- Define Disingenuous, Please.
- Use it or lose it.
- Rod ♥ Paris.
- Traditional Marriage crash course.
- The Right’s problem with narrative.
1
[British political Journalist Matthew] Parris is arguing that people who have faith-based convictions should declare this to be the case when they speak publicly on issues where their faith might have some bearing … To say that someone only takes a certain position because they are a Christian or a Jew or a Sikh or a “bigot” is just an excuse for not engaging in serious debate about the issue in hand. It is disingenuous, cowardly and disrespectful … [E]veryone who expresses an opinion in this debate is doing so from one world view perspective or another[.] There is an element of hypocrisy in Parris demanding that the former bishop declare his faith, whilst he himself is seemingly not under an equal obligation to confess that he is a practising (sic) homosexual or an atheist, when both almost certainly are informing his own views on the issue. Personally I don’t think that either of them should be required to reveal their personal convictions. But if it is to be demanded then let’s have a level playing field.
Peter Saunders, Define Disingenuous, Please.
2
Something of a controversy broke out at the prospect of a Church building being sold to Muslims for a mosque.

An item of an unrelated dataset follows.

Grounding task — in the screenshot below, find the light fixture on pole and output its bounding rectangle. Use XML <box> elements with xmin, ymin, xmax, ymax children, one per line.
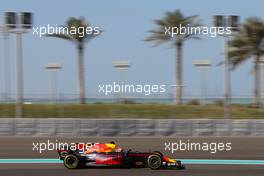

That “strong cement” of France’s Christian roots has not been undermined by Muslims, but by many decades of hostility and indifference. You want to recover the roots of your civilization and build a strong bulwark against its dissipation and decline? Go back to mass. Be converted. Learn something from French Muslims about the importance of having and practicing faith.
I do get intemperate about this stuff. On Saturday, I visited the huge St-Sulpice church, which is so beautiful and inspiring, and is so important in French cultural and religious history. Such treasures the French have, and they’ve almost wholly abandoned them as living places of worship. St-Sulpice is still there, and still open. But for how long, without a community of believers?
Rod Dreher, Use It Or Lose It, Frenchie.
3
Rod Dreher has been traveling in France with his wife and children. You’d never know if from his blogging, of course.
4
I have hesitated for several days to share this because I’m only about 98% in agreement with The Case Against Same-Sex Marriage in 5 Minutes:
I fear that it will sound quaint when I recall law school profs leading probing discussions about the government’s interest in this or that area of life. Government needs a legitimate (adj.) interest to legitimate (v.) it’s regulation – to promote or prohibit rather than to tolerate, for instance.
Having endured the bloodless lobotomy of law school, I just cannot escape those kinds of questions in favor of gauzy sentimentality about equality or the misdirection about the “right to love who I want.”
We collectively concluded, in most states about 40 years ago, that the state lacks sufficient interest to prohibit all but a very few consensual adult sexual relationships. I concurred and I think I would concur again were the question posed anew. But I’m having trouble with the state promoting same-sex pairings.
Have we strayed from the purposes of marriage? Sure.
Is the straying irreversible? Maybe, though I’m inclined to think the pendulum will swing back.
If it is irreversible, why don’t we get government out of regulating marriages of any kind, then? [Insert cricket sounds here.] Maybe just give generous tax credits to couples that have dependents, including children? [More cricket sounds here.]
That’s why I’m baffled at an apparent plurality of law school profs (or maybe its just the vocal ones – but what muzzles the others, then?) supporting SSM and the trend of courts saying there’s no rational basis not to extend marriage to promote same-sex pairings.
5
A talented reporter, given enough time and space, could craft a narrative that illustrates how rent control ultimately makes poor families worse off. His job is relatively difficult, however, for he can hardly write a pithy anecdotal lead about the hundred families that won’t occupy a non-existent apartment building because a foolish policy eliminated an unknown developer’s incentive to build it.
The right, in other words, has a problem with narrative ….
Conor Friedersdorf, quoted by Rod Dreher.